My key question is this: what will git do? If universal newlines means that git won't see a change in newlines, then I'm fine with it.
Hi, Thank you for your feedback. I didn't encounter any bug with pysbol3 tests as you can see here : https://dev.azure.com/conda-forge/feedstock-builds/_build/results?buildId=491021&view=logs&jobId=240f1fee-52bc-5498-a14a-8361bde76ba0&j=240f1fee-52bc-5498-a14a-8361bde76ba0&t=06d62fd2-ab49-5add-9ee5-83b6882d7d2b
All the tests passed, even for test_write function in test_Document.py : https://github.com/SynBioDex/pySBOL3/blob/5ae15b4f171991b3cd216b7548ffde7902f41c12/test/test_document.py.
The bug in sbol_factory tests is appearing because of this file comparison where the assertion failed in https://github.com/SynBioDex/sbol_factory/blob/master/test/test_ontology.py as @tcmitchell mentionned.
assert filecmp.cmp(temp_name, original_file), "Files are not identical"
I think you can either change the comparison way or specify the newline.
@jakebeal said:
My key question is this: what will git do? If universal newlines means that git won't see a change in newlines, then I'm fine with it.
I don't understand what git has to do with it. git would definitely see a change in newlines if git were involved. That's the nature of things on different platforms. But git is not involved. We shouldn't be worried about generating byte-for-byte identical files, we should be worried about generating files that conform to their specification and that carry the same content.

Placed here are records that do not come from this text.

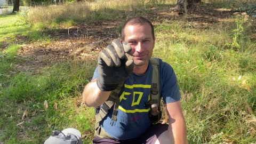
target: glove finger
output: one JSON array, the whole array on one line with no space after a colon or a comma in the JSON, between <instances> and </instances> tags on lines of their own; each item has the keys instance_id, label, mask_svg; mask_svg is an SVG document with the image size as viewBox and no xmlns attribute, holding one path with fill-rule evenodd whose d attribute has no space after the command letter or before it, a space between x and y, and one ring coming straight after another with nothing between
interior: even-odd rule
<instances>
[{"instance_id":1,"label":"glove finger","mask_svg":"<svg viewBox=\"0 0 256 144\"><path fill-rule=\"evenodd\" d=\"M118 57L123 59L125 57L124 48L123 47L123 44L122 44L121 42L119 39L115 39L111 43L112 45L115 48Z\"/></svg>"},{"instance_id":2,"label":"glove finger","mask_svg":"<svg viewBox=\"0 0 256 144\"><path fill-rule=\"evenodd\" d=\"M129 74L132 73L134 65L133 60L129 60L125 62L125 68Z\"/></svg>"},{"instance_id":3,"label":"glove finger","mask_svg":"<svg viewBox=\"0 0 256 144\"><path fill-rule=\"evenodd\" d=\"M117 67L120 67L121 65L121 61L120 61L120 59L115 50L114 46L111 45L109 45L108 46L107 46L107 48L106 48L105 50L109 54L109 55L110 55L112 61L114 62L114 65L115 66Z\"/></svg>"},{"instance_id":4,"label":"glove finger","mask_svg":"<svg viewBox=\"0 0 256 144\"><path fill-rule=\"evenodd\" d=\"M123 41L122 42L124 50L125 52L130 52L132 51L132 47L130 46L129 44L126 42Z\"/></svg>"},{"instance_id":5,"label":"glove finger","mask_svg":"<svg viewBox=\"0 0 256 144\"><path fill-rule=\"evenodd\" d=\"M98 59L98 63L100 65L102 64L102 61L105 62L109 67L112 67L114 66L114 62L106 50L103 50L100 52L99 58Z\"/></svg>"},{"instance_id":6,"label":"glove finger","mask_svg":"<svg viewBox=\"0 0 256 144\"><path fill-rule=\"evenodd\" d=\"M133 65L133 60L129 60L125 62L125 66L127 67L131 66L132 65Z\"/></svg>"}]
</instances>

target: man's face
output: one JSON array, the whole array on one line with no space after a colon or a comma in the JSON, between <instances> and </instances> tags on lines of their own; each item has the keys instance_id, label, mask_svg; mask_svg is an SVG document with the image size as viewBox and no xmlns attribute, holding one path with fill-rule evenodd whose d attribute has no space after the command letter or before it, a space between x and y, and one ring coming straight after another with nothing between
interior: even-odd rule
<instances>
[{"instance_id":1,"label":"man's face","mask_svg":"<svg viewBox=\"0 0 256 144\"><path fill-rule=\"evenodd\" d=\"M124 41L132 48L133 61L137 66L147 65L152 56L155 39L148 23L129 25L124 29Z\"/></svg>"}]
</instances>

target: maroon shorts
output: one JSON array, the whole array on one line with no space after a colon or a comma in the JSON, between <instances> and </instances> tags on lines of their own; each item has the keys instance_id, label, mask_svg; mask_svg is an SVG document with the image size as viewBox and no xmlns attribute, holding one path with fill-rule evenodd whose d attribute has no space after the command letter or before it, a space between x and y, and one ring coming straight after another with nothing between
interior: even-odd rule
<instances>
[{"instance_id":1,"label":"maroon shorts","mask_svg":"<svg viewBox=\"0 0 256 144\"><path fill-rule=\"evenodd\" d=\"M96 137L93 138L93 144L154 144L157 138L167 129L167 124L157 124L135 139L117 141Z\"/></svg>"}]
</instances>

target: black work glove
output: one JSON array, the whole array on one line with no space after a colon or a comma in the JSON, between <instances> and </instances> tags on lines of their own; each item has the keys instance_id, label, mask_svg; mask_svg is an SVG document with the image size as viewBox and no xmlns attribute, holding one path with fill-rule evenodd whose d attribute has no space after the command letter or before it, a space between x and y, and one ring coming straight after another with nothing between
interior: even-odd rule
<instances>
[{"instance_id":1,"label":"black work glove","mask_svg":"<svg viewBox=\"0 0 256 144\"><path fill-rule=\"evenodd\" d=\"M98 87L103 91L111 91L124 83L133 70L132 47L119 39L101 51L98 59Z\"/></svg>"}]
</instances>

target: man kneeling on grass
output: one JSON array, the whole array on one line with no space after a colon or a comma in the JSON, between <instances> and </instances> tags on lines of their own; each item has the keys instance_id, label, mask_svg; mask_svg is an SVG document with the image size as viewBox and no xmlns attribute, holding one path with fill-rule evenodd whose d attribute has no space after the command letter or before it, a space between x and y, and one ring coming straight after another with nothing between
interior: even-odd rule
<instances>
[{"instance_id":1,"label":"man kneeling on grass","mask_svg":"<svg viewBox=\"0 0 256 144\"><path fill-rule=\"evenodd\" d=\"M92 80L83 93L83 102L96 107L93 143L187 143L174 71L161 59L151 58L155 42L152 23L141 17L130 18L121 37L100 52ZM155 95L165 103L169 125L156 123L161 110Z\"/></svg>"}]
</instances>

There are flags in git to handle line endings across platforms, and GitHub has a good page about it. To me that's orthogonal to what this issue is about.
In short, I believe that N-Triples files, whether sorted or not, should have CRLF on Windows.

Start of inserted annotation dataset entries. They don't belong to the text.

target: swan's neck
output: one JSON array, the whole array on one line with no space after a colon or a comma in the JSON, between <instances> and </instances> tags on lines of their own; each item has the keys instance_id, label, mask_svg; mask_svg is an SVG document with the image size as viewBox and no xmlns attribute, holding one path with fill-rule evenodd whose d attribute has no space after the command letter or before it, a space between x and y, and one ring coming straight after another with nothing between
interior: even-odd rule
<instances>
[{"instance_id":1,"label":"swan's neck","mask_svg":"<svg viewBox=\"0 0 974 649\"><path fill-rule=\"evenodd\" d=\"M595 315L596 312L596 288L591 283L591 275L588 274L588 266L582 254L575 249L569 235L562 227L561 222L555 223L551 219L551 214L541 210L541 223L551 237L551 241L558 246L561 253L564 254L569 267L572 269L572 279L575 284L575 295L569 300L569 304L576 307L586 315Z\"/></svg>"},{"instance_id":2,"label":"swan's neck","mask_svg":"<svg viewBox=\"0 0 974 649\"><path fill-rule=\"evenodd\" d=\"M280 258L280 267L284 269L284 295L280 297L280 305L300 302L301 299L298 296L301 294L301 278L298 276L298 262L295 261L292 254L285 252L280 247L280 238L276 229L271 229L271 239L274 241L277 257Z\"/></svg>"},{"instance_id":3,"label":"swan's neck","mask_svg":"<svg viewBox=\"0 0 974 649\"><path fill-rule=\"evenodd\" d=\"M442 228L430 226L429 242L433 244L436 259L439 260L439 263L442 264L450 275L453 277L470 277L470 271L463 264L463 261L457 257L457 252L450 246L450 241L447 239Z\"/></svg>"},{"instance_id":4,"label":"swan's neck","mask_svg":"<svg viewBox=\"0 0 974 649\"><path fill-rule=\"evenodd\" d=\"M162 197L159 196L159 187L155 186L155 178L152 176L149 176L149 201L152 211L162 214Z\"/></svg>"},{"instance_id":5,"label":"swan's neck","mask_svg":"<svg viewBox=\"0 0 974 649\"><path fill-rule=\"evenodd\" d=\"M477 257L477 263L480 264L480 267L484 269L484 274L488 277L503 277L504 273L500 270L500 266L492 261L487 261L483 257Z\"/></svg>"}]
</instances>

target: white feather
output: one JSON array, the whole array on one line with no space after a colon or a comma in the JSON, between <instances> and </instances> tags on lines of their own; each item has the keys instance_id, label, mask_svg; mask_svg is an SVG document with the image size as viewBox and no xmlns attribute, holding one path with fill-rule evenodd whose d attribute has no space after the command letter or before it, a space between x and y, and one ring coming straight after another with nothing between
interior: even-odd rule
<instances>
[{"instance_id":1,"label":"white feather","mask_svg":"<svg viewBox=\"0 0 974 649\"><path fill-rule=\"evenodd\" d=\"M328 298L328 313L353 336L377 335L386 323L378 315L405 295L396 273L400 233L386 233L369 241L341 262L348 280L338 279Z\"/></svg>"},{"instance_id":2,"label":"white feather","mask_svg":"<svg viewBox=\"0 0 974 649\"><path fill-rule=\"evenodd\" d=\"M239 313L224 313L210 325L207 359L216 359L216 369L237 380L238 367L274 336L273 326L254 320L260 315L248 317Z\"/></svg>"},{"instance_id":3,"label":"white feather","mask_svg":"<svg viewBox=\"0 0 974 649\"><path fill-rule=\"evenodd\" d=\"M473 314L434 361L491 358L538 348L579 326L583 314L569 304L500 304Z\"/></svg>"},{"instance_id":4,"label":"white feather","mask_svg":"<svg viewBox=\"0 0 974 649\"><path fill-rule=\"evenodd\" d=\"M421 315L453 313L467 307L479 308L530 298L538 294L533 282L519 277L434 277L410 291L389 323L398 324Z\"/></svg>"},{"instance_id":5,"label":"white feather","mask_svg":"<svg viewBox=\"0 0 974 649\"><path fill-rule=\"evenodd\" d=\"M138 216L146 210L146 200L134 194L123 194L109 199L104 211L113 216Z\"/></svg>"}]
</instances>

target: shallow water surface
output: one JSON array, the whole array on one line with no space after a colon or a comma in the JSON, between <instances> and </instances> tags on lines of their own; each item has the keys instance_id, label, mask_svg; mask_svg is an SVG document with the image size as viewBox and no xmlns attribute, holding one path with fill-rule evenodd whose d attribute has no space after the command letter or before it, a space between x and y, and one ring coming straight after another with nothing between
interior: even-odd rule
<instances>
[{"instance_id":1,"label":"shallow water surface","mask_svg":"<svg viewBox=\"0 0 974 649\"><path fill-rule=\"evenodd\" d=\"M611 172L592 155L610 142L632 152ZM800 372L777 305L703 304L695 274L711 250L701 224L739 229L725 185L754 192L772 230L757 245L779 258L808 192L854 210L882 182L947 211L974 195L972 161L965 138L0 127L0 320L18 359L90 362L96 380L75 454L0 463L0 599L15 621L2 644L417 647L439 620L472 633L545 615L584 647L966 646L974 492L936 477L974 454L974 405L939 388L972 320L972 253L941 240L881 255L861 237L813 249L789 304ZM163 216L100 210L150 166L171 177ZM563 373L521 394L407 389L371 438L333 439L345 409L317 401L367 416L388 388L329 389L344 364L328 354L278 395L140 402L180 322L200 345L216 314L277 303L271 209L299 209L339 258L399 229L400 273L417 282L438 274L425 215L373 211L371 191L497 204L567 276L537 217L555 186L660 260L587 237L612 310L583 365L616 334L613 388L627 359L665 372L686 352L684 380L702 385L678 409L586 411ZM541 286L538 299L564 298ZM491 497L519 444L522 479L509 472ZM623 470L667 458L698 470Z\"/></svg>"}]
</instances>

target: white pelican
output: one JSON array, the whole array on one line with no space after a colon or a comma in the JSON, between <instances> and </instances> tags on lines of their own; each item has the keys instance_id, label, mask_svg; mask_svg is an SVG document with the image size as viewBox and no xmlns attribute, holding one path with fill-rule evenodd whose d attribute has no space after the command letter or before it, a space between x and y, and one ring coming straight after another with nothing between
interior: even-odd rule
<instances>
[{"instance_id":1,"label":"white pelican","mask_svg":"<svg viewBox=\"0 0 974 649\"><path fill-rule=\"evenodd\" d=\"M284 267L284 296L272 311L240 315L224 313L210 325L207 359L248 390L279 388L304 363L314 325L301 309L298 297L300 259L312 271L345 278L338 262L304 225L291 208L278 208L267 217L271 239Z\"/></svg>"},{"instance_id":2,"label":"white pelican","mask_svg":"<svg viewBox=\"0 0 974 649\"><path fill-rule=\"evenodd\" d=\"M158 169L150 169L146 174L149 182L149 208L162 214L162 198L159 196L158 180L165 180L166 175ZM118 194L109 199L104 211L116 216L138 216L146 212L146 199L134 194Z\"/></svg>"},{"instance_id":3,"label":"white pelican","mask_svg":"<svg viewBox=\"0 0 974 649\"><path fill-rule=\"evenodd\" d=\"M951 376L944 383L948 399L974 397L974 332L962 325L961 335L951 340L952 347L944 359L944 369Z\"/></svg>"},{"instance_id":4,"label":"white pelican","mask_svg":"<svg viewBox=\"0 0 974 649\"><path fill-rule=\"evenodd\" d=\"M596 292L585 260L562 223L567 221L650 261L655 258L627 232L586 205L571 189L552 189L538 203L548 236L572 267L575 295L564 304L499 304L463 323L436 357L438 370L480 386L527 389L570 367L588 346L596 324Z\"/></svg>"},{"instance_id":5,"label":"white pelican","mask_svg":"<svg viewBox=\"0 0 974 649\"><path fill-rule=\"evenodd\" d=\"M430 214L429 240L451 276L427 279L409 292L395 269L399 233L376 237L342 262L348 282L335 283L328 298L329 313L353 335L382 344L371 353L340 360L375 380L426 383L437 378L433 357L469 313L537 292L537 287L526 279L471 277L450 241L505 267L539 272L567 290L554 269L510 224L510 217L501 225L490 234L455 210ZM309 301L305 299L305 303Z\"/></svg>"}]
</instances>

Per discussion, this isn't actually a bug, but is the correct behavior. I do think that we should document the potential challenge and solution in an easy place to find, and to that end have added a documentation issue on SBOL-utilities.
@kenza12 has created a pull request on SBOL-factory patching a test where Windows is writing files with a CRLF rather than just a newline: https://github.com/SynBioDex/sbol_factory/pull/70
It seems to me that this patch is actually indicating a bug in pySBOL3, which shouldn't be writing CRLF in the first place.